The county suffers much in the havoc wrought to road and
bridges in many sections. One of the greatest losses was that near
the Boyce mills, on the road from Greensboro to Delaware. The roads
engineer says the cost of a new bridge here will be from $6,000 to
$8,000. There are many bridges damaged, some very badly, and there
are scores of washouts along the public roads.
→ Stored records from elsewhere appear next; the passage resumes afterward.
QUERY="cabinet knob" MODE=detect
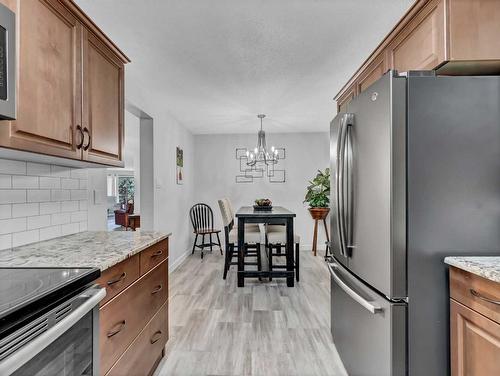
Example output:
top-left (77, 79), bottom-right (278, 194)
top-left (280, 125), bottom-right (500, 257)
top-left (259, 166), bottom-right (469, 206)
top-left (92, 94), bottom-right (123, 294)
top-left (76, 125), bottom-right (85, 149)
top-left (83, 127), bottom-right (91, 151)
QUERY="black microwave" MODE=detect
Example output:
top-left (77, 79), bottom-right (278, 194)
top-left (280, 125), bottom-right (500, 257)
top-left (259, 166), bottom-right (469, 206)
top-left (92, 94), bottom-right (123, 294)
top-left (0, 4), bottom-right (16, 120)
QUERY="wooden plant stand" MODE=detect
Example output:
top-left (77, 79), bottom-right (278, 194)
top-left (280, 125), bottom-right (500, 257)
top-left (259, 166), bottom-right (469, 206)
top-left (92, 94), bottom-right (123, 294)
top-left (309, 208), bottom-right (330, 256)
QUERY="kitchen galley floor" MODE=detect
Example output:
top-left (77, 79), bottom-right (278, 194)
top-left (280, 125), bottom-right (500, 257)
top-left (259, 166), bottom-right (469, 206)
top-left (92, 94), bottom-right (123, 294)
top-left (155, 249), bottom-right (347, 376)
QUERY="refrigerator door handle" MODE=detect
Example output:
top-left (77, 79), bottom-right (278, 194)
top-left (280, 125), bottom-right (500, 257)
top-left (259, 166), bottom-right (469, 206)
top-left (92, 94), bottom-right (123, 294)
top-left (327, 263), bottom-right (384, 314)
top-left (336, 115), bottom-right (347, 257)
top-left (344, 114), bottom-right (354, 251)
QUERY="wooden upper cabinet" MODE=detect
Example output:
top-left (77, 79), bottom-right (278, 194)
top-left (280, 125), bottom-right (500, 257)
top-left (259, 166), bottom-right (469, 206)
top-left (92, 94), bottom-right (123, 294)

The floods left the road in a bad way at Faulkner's bridge,
near Federalsburg. In Tuckahoe Neck Pipe bridge is carried away,
and at the Sparklin or Elben mill the road is impassable on account
of a big cut. There is also a bad washout at Mason's bridge, on the
headwaters of the Tuckahoe River. At Bunker Hill branch, north of
Denton, on the west side of Choptank River, the big pipe has been
swept away.
The tremendous fall of water inundated a vast area in the
vicinity of Adamsville, Delaware, the Marshy Hope stream, the
headwaters of the Northwest Fork River being spread over many
hundreds of acres of land under cultivation. At the point of the
M.D. & V. railroad bridge the waters were several hundred feet wide
and so deep over the structure and the track adjacent for a long
distance on each side that Engineer Polk, of the road, said Thursday
night that there was then no immediate prospect of making repairs at
the point where the wreck occurred, because a wrecking train with
the big derrick could not pass over the road. The flood would have
to be allowed to subside. Two washouts are to be repaired, one near
Hobbs and the other between Denton and Tuckahoe Station. Train
service will likely be resumed on Monday.
From 20 to 30 feet of
the dam of Williston mill--that portion from the State road to the
mill--was washed out, causing the shutting down of business and
involving the owner, Mr. Willard C. Todd, in a
considerable loss, and the manager, Mr. C. E. Abbott,
in considerable trouble.
The dam at C.
C. Deen's mill, Fowling Creek, was carried away
Wednesday evening, and there was a great flood about the mill
house. A thousand bushels of wheat, 500 bushels of corn and 50
bushels of meal were overrun and badly damaged.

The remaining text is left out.